When it comes to location accuracy, both are good, but the Pixel has an advantage. It’s got dual-band GPS, meaning it can compare two signals from the same satellite to throw out bad data points (if, for example, the signal has bounced off a building). That said, I found the GPS in the Vivoactive 6 is pretty darn good for single-band. I would happily use either for any outdoor workout where I wanted an accurate accounting of my pace and distance.
Workout experience
Garmin’s fitness watches are really made for fitness in a way that the Pixel just isn’t. Google tries to bring the Pixel up to speed with the Fitbit app, which can track workouts on the watch, but isn’t particularly user-friendly about it. Third-party apps can make up some of what the Pixel is lacking, but they can’t fully match what the Vivoactive offers.
So let me show you what I mean.
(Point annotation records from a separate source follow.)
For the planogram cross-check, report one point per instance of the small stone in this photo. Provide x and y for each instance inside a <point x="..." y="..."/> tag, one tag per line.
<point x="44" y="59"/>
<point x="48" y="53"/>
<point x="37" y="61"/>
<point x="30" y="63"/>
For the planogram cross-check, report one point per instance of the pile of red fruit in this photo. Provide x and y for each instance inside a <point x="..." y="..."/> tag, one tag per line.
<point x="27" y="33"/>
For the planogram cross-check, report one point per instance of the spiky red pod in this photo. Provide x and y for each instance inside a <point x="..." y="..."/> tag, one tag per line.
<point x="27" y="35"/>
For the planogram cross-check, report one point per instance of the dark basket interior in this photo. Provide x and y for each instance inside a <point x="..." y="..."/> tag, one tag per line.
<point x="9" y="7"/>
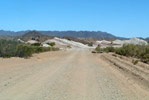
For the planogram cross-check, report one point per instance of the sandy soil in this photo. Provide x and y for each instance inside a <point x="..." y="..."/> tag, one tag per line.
<point x="66" y="75"/>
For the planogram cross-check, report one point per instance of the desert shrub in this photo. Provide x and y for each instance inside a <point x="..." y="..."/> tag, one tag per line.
<point x="138" y="51"/>
<point x="98" y="48"/>
<point x="36" y="44"/>
<point x="7" y="48"/>
<point x="68" y="46"/>
<point x="109" y="49"/>
<point x="13" y="49"/>
<point x="90" y="44"/>
<point x="24" y="51"/>
<point x="51" y="44"/>
<point x="135" y="62"/>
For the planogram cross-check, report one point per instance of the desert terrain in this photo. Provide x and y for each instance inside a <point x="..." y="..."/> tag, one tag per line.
<point x="68" y="75"/>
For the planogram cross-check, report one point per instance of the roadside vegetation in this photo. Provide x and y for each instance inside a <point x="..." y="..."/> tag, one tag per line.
<point x="130" y="50"/>
<point x="10" y="48"/>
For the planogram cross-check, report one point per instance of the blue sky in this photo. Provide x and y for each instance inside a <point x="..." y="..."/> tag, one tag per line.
<point x="125" y="18"/>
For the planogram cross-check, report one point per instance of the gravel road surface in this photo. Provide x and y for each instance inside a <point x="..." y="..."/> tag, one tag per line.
<point x="65" y="75"/>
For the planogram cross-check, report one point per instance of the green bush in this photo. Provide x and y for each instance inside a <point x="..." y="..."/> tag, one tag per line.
<point x="98" y="49"/>
<point x="51" y="44"/>
<point x="36" y="44"/>
<point x="138" y="51"/>
<point x="24" y="51"/>
<point x="7" y="48"/>
<point x="15" y="49"/>
<point x="109" y="49"/>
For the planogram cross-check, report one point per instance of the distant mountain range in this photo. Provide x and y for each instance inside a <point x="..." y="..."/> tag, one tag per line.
<point x="77" y="34"/>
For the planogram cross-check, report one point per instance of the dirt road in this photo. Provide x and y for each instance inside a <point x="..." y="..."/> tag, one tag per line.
<point x="65" y="75"/>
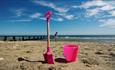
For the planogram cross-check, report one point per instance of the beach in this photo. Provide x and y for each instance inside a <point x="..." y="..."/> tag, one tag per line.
<point x="28" y="55"/>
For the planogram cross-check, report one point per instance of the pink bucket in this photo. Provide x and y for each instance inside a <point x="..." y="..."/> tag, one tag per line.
<point x="70" y="52"/>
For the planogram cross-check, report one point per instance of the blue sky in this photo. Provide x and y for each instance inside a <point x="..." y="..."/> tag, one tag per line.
<point x="79" y="17"/>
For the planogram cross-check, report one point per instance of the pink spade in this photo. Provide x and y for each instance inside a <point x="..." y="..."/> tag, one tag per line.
<point x="47" y="55"/>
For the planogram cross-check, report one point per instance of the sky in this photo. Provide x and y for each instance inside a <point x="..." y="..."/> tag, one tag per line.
<point x="69" y="17"/>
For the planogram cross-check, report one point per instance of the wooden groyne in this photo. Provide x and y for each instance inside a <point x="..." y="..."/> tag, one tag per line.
<point x="23" y="37"/>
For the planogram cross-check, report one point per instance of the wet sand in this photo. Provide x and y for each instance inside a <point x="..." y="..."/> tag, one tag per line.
<point x="28" y="55"/>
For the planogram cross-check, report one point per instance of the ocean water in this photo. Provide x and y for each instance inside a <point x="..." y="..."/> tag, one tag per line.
<point x="101" y="38"/>
<point x="98" y="38"/>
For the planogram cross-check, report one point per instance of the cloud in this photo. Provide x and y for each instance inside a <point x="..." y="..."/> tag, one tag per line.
<point x="97" y="7"/>
<point x="93" y="3"/>
<point x="92" y="12"/>
<point x="107" y="7"/>
<point x="51" y="5"/>
<point x="19" y="12"/>
<point x="108" y="23"/>
<point x="66" y="16"/>
<point x="35" y="15"/>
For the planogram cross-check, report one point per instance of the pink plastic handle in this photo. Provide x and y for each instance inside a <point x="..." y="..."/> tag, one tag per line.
<point x="48" y="14"/>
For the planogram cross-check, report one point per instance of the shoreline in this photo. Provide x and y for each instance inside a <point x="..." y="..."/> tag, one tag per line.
<point x="28" y="55"/>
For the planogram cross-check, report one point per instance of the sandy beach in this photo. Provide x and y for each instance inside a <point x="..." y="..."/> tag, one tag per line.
<point x="28" y="55"/>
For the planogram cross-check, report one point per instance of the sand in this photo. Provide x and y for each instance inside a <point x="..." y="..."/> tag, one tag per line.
<point x="28" y="55"/>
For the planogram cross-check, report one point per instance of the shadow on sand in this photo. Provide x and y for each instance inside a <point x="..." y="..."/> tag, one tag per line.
<point x="23" y="59"/>
<point x="60" y="60"/>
On the Pixel, you start an activity from the Fitbit Exercise app, which you have to find from the menu of apps. Once there, you choose the type of activity you’ll be doing, and then you get a screen that shows your heart rate (color-coded by zone, which is nice), and a few basic statistics like the time you’ve been working out.
On the Vivoactive, by contrast, a press of the top right button brings you right to a menu where you can choose a workout or select an activity. Let’s say you want to go for a run. Tap “Run,” and you’re on a screen where you can either start the activity, or scroll down and customize what you’re about to do. You can choose a workout to follow—either one you’ve pre-loaded or Garmin’s suggestion for the day.
You can also customize what you see during the workout, to include just about any data field you can think of. Lap time. Running dynamics. A compass. A PacePro widget showing how far you are ahead of or behind your planned finish time. Even if you don’t use the fancy fields, it’s nice just to be able to put the numbers you care about most in the biggest type right in the middle of the screen. The Pixel’s Fitbit app can’t do any of that, and I haven’t yet found a third-party app that comes anywhere close to Garmin’s offerings.